490 U.S. at 448-49, 104 L.Ed.2d at [501-02] 109 S.Ct at [1901-02].

In Austin v. United States the defendant pleaded guilty to one count of possessing cocaine with intent to deliver. Thereafter, the government initiated a civil forfeiture proceeding against Austin's mobile home and auto body shop, which allegedly had been used in the illegal drug trade. Austin challenged the forfeiture on the theory that it violated the Excessive Fines Clause. The lower courts held the forfeiture constitutional. The United States Supreme Court held that the forfeiture was punishment for some offense and was, therefore, subject to the Eighth Amendment's Excessive Fines Clause.

In Montana v. Kurth Ranch, 511 U.S. 767, 114 S.Ct. 1937, 128 L.Ed.2d 767 (1994), the taxpayer pleaded guilty to drug-related offenses and subsequently, in a separate proceeding, the Montana department of revenue initiated an action to collect almost $900,000 in taxes on marijuana related items, interest and penalties. The tax statute required that before the tax could be imposed, it was necessary to show that there was criminal activity and an arrest for that activity. The taxpayer challenged the tax action on Double Jeopardy grounds. The Court ultimately held that the tax implicated the Double Jeopardy provision of the Fifth Amendment.

[5] The determination that a forfeiture is punitive requires the "clearest proof" that an "in rem civil forfeiture is `so punitive either in purpose or effect' as to be equivalent to a criminal proceeding. . . ." 89 Firearms, 465 U.S. 354, 365, 104 S.Ct. 1099, 1106-07, 79 L.Ed.2d 361.

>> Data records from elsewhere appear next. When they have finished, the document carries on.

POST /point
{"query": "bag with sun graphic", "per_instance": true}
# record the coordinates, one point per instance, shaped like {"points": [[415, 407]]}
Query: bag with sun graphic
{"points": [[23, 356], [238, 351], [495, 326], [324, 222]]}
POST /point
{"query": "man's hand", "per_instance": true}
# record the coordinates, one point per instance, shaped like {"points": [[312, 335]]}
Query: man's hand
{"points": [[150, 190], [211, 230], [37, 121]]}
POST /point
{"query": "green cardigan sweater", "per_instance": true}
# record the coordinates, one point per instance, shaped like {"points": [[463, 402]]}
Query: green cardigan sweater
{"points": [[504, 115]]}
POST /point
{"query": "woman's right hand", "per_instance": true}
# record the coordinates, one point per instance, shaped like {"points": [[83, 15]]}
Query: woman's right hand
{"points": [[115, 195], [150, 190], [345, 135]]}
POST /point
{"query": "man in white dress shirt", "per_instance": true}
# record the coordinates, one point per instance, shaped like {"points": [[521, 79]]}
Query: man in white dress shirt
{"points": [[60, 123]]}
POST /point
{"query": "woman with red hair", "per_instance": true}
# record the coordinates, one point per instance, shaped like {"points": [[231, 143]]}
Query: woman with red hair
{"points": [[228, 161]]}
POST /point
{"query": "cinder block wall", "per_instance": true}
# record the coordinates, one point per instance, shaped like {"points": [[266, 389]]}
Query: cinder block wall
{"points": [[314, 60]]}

[6] The trial court's instruction to the jury, in part, stated:

[Y]ou will be called upon to consider the following question: Are you satisfied by a fair preponderance of the evidence that George Reitz, Jr. used the farm including the structures to facilitate any violation of the drug act.

N.T. 10-19-93, p. 190.

[7] Section 5717(b) provides:

Any person, who by any means authorized by this chapter, has obtained knowledge of the contents of any wire, electronic or oral communication, or evidence derived therefrom, may disclose such contents or evidence . . . while giving testimony under oath or affirmation in any criminal proceeding. . . .

[1] It does not appear in his brief to this court that Mr. Reitz challenged this particular jury instruction. Furthermore, there is ample evidence to support the conclusion that the forfeited property was significantly used to facilitate violations of the Drug Act.